Physicists have long known that quantum mechanics allows for a subtle connection between quantum particles called entanglement, in which measuring one particle can instantly set the otherwise uncertain condition, or "state," of another particle — even if it's light years away. Now, experimenters in Israel have shown that they can entangle two photons that don't even exist at the same time. ...I don't doubt this experiment, but the explanation is really misleading. Quantum mechanics teaches that photons never exist as particles. They have some particle properties and some wave properties.
The experiment shows that it's not strictly logical to think of entanglement as a tangible physical property, Eisenberg says. "There is no moment in time in which the two photons coexist," he says, "so you cannot say that the system is entangled at this or that moment." Yet, the phenomenon definitely exists. Anton Zeilinger, a physicist at the University of Vienna, agrees that the experiment demonstrates just how slippery the concepts of quantum mechanics are. "It's really neat because it shows more or less that quantum events are outside our everyday notions of space and time."

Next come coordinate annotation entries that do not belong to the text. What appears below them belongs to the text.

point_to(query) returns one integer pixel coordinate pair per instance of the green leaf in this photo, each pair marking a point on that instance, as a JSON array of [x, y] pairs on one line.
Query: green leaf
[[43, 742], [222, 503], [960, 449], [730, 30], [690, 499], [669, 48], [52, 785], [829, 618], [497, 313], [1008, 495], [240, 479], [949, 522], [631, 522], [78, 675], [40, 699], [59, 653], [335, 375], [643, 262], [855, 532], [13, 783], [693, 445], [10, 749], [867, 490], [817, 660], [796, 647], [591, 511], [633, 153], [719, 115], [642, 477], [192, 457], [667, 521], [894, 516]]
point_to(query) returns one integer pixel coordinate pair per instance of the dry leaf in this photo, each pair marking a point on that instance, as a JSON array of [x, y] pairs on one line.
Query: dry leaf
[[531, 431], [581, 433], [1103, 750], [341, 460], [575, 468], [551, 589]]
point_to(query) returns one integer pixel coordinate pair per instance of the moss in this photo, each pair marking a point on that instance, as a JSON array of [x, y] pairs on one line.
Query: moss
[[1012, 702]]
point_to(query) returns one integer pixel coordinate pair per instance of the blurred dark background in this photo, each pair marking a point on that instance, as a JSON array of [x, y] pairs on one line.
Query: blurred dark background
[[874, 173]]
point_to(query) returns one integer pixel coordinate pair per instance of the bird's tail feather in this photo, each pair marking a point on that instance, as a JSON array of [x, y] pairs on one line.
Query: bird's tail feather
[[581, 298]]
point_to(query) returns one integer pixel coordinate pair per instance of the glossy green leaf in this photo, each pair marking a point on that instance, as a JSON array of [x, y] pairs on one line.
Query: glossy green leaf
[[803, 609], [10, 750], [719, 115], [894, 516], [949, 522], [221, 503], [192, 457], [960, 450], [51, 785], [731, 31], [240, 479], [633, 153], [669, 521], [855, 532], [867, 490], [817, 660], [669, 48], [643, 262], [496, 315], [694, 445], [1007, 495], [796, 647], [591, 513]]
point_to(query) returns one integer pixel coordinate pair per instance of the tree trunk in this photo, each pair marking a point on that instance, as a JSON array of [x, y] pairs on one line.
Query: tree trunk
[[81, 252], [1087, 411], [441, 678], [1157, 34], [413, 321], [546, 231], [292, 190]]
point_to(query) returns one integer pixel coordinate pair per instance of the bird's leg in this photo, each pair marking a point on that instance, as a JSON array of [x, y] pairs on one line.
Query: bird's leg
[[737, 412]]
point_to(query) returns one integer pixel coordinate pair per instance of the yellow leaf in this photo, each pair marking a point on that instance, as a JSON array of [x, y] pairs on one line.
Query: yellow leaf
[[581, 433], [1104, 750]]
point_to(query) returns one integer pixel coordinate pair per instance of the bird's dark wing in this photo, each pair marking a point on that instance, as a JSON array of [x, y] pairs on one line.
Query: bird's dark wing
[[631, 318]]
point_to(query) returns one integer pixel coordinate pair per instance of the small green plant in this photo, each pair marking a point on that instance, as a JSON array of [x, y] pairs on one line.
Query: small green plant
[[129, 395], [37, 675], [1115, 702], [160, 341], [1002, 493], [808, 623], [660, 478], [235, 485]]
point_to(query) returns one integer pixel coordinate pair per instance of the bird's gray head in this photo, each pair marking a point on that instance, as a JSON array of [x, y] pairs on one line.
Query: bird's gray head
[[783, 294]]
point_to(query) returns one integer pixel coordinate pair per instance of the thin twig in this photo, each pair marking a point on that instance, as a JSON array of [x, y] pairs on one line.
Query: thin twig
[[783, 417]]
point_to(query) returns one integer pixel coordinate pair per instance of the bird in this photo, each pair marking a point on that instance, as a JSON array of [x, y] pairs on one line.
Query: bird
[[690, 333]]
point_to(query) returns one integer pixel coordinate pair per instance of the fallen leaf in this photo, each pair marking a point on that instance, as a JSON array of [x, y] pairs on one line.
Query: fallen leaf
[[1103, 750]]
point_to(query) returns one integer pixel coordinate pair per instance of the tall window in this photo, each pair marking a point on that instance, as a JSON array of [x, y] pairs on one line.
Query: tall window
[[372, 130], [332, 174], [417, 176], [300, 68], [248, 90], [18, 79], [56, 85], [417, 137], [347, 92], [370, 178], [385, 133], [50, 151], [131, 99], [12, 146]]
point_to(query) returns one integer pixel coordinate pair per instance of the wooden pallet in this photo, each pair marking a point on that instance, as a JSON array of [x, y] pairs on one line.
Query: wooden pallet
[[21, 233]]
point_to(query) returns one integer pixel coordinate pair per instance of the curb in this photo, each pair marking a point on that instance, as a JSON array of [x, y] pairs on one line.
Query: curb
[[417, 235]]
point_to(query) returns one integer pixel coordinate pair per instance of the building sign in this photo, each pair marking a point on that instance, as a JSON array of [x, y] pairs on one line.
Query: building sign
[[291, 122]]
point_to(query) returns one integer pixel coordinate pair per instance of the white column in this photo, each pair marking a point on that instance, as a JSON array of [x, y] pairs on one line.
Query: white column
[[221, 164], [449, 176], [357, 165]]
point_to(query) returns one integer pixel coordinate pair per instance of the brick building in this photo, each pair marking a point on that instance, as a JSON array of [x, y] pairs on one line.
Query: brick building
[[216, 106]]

So what's the advance good for? Physicists hope to create quantum networks in which protocols like entanglement swapping are used to create quantum links among distant users and transmit uncrackable (but slower than light) secret communications. The new result suggests that when sharing entangled pairs of photons on such a network, a user wouldn't have to wait to see what happens to the photons sent down the line before manipulating the ones kept behind, Eisenberg says. Zeilinger says the result might have other unexpected uses: "This sort of thing opens up people's minds and suddenly somebody has an idea to use it in quantum computing or something."
A lot of these quantum paradoxes depend on you thinking of photons as particles, analogous to macroscopic particles with which we have personal experiment, like marbles or ping pong balls. Think of photons as particles, and almost everything about light is very mysterious. Stop thinking about them as particles, accept quantum mechanics, and light is not so strange.
There are no applications to uncrackable secret communications or to quantum computing. This is just quantum mechanics, not some great new physics.